Como a la falsa moneda, nadie quiere quedarse con la culpa, ni siquiera cambiarla en calderilla. Rueda por los mercados nacionales porque ya ha comenzado el cuento de nunca acabar y según las encuestas más solventes, que son las que dan la razón a los acontecimientos después de que acontecieran, nuestra adorada religión aritmética quiere que gobierne la lista más votada y que las otras se pongan a la cola hasta que reúnan los votos suficientes. No todos los partidos son partidarios de ese procedimiento, que a primera vista parece el más sensato. Un 48,2% de los españoles lo aceptan de buen o de mal grado y un 46,7% estima que no es necesario. La plaza está partida como en los peores tiempos del ruedo ibérico. Somos poco dados a la neutralidad y cuando el presidente saca el pañuelo para cambiar de tercio creemos que es para secarse una lágrima o para restañarse una herida.
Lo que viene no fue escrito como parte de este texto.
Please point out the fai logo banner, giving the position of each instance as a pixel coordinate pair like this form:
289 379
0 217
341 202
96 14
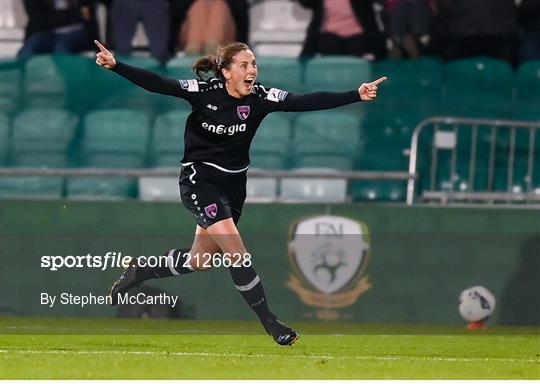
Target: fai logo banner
329 255
243 111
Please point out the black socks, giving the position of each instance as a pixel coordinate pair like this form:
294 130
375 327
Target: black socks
169 264
250 287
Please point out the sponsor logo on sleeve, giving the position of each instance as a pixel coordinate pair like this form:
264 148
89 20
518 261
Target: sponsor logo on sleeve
276 95
243 111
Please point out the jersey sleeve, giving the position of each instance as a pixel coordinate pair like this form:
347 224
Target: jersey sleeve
189 90
275 100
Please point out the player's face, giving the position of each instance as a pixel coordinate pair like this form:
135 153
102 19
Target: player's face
241 74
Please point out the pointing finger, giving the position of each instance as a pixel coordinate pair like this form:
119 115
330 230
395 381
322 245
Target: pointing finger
380 80
101 47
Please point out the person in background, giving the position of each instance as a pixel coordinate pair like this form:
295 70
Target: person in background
57 26
410 26
154 15
343 27
200 26
480 28
529 23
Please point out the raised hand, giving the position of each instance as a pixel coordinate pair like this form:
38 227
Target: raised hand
368 91
104 57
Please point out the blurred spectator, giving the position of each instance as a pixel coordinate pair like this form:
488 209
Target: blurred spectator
200 26
529 21
480 28
57 26
343 27
154 15
411 26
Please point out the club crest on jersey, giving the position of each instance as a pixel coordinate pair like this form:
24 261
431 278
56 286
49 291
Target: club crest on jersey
243 111
211 210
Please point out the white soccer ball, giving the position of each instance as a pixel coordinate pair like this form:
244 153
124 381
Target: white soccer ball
476 304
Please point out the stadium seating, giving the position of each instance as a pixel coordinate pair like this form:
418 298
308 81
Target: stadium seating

El PSOE, Podemos y el PP están siendo acusados de ir a otras elecciones, o sea de llevarlos a las urnas como si los llevaran a la guillotina. Ya sabemos que las preguntas no siempre son indiscretas y lo indiscreto son las respuestas, pero su insistencia puede ser una pesadez. Del Rey abajo están aburriéndonos a todos. Felipe VI ha convocado hasta ahora dos rondas de consultas con los representantes de los grupos políticos en el Congreso. Si no han sido suficientes, si parece que han bastado a él para decir que no habrá una tercera. Entiéndanse ustedes y no mareen más, que yo bastante tengo con las preocupaciones familiares.
Si España se llamara Carmen, como en algunas coplas, habría que cantarle al unísono Ay, Carmela, para no oír a los patriotas que desentonan. Según ellos, los culpables son siempre los otros y los buscamos cerca, que es la mejor manera de encontrarlos. ¿Y si fuésemos cada uno de nosotros el culpable de lo que nos ocurre a todos? Amar a todo el mundo, así en abstracto, no tiene mérito, lo difícil es soportarlo, uno a uno, cuando se unen.